Although in univariate analysis, MMEF/pred which reflected small airway function indicated the onset of pulmonary cGVHD, it was not validated as independent risk in multivariable analysis. MMEF is the most commonly adopted and traditional index of spirometry to assess peripheral airway obstruction [24], which has been described as less effort-dependent than FEV1 [25, 26]. Nakamae et al. [6] previously reported the predictive value of MMEF pre-HSCT for survival post-HSCT. With a cohort of 206 allotransplant recipients, the authors identified MMEF as the most powerful indicator for survival, and furthermore established a pretransplant lung function model involving MMEF. However, the impact of MMEF was not specific on pulmonary cGVHD according to their data. Although MMEF may be a more sensitive marker of small and medium airway obstruction than FEV1, the specificity is relatively low to identify airflow limitation in small airways [27] and its higher coefficient with of variability may restrict its ability [28]. The utility of MMEF independent of FEV1 or FEV1/FVC is still debated [29, 30], while PEF/pred and FEV1/FVC which are significantly correlated with obstructive dysfunction might be stronger indicators for the development of BOS. More cases are required for investigating the correlation between small airway dysfunction and pulmonary cGVHD in stratified analysis in the future.
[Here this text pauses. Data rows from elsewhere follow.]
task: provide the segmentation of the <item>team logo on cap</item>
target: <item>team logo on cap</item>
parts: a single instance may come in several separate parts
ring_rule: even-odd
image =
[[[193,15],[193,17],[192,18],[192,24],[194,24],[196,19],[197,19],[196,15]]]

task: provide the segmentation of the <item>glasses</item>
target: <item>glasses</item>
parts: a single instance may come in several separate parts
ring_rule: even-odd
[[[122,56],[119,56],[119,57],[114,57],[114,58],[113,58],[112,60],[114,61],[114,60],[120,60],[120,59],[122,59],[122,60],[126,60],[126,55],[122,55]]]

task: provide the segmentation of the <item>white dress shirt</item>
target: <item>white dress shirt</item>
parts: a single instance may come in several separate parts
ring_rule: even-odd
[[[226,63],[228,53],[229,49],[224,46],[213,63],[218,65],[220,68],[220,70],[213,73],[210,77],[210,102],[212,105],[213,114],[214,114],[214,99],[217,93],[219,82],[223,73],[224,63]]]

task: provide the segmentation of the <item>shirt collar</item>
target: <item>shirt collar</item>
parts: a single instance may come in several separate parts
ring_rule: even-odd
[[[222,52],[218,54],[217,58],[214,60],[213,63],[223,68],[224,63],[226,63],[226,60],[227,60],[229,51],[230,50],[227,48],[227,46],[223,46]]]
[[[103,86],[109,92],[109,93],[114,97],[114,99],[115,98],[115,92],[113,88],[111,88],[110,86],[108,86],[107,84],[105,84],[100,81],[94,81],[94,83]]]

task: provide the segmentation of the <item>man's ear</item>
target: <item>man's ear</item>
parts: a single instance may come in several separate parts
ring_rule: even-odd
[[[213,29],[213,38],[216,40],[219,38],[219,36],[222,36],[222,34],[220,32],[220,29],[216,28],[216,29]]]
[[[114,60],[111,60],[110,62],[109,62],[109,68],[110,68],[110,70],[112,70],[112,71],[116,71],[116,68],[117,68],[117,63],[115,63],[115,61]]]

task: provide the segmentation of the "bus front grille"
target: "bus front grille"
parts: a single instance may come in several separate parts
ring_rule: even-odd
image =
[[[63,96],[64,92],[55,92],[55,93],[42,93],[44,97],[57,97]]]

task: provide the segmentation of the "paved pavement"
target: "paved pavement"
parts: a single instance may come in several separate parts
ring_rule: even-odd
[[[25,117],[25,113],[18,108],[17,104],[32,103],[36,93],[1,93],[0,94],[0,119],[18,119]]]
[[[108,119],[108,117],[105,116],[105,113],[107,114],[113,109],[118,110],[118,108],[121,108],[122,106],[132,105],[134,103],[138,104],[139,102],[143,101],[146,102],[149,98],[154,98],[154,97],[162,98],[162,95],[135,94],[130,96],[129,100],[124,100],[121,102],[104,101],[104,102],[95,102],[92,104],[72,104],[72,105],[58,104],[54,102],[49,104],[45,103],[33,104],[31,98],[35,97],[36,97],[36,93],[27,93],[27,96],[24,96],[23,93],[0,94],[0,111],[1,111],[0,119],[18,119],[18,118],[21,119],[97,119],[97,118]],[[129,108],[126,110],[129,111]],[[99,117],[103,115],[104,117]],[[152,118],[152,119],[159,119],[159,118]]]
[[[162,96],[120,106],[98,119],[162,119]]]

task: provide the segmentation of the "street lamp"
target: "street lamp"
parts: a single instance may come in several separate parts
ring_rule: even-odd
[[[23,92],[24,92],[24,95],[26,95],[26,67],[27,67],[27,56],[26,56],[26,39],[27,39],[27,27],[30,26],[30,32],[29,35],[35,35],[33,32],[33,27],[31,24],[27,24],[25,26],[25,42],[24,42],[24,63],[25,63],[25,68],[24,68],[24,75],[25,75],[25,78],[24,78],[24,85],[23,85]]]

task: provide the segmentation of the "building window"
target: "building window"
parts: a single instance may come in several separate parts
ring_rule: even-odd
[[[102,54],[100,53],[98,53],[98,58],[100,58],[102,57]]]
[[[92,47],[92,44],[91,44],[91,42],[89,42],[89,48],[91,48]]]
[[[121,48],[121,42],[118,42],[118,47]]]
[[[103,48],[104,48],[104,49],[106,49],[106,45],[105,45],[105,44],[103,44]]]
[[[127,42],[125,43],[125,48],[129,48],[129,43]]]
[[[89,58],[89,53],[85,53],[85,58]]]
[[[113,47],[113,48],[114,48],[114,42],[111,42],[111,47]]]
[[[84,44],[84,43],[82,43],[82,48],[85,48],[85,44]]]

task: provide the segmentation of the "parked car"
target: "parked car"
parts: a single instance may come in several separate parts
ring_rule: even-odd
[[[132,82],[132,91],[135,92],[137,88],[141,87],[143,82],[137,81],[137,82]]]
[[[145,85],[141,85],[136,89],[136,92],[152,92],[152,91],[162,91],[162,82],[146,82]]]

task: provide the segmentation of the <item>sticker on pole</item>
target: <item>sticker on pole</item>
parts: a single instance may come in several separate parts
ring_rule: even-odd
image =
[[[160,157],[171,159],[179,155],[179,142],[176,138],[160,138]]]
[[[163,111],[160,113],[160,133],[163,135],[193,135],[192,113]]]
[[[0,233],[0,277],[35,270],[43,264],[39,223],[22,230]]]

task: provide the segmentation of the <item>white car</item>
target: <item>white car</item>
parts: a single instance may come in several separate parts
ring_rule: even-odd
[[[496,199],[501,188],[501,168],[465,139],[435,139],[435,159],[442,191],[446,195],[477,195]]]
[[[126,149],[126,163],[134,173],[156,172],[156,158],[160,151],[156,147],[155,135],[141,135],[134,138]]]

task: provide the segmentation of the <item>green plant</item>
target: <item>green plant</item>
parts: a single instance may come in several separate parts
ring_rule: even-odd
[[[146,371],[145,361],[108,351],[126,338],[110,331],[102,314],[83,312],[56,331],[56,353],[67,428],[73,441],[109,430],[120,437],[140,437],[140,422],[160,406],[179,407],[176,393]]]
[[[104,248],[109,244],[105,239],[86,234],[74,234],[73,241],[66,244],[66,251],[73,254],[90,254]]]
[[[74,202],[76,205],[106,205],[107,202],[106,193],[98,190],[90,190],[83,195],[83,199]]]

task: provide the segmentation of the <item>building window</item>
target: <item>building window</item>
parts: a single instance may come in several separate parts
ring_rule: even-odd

Parameters related to diffusion capacity are also important components of PFT, but unfortunately not all the patients had relative data in this retrospective cohort. Nevertheless, we also analyzed the impact of diffusion capacity parameters in a subset of our cohort, including the ratio of diffusion capacity for carbon monoxide determined in single breath to predicted value(DLCO SB/pre), the ratio of diffusion capacity for carbon monoxide per liter of alveolar volume to predicted value(DLCO/VA/pre) and the ratio of STPD (standard conditions with temperature 0 °C, pressure 760mmHg and dry) corrected diffusion capacity for carbon monoxide determined in single breath to predicted value(DLCOc SB/pre). All these parameters were comparable among different groups (P > 0.05), and none of them was identified by univariate Cox model. We supposed the diffusion capacity parameters had limited effect, since the pulmonary cGVHD predominantly manifested as an obstructive disease.

This study had several limitations, including the inherent shortages of a single-center retrospective study, lack of regular PFT detection post-HSCT, and incomplete information of previous history and therapeutic data. In addition, only 15 patients were diagnosed as pulmonary cGVHD in our cohort, which inevitably impaired the precision of our results. Further studies are warranted to confirm our findings and explore the value of other PFT parameters with larger sample from multicenter cohorts.

Conclusion

Due to the poor prognosis of pulmonary cGVHD, early recognition of high risk patients is critical for prophylactic or preemptive interventions. PFT is a routinely employed detection before HSCT, which may potentially predict the risk of pulmonary cGVHD and even transplant outcomes according to our data.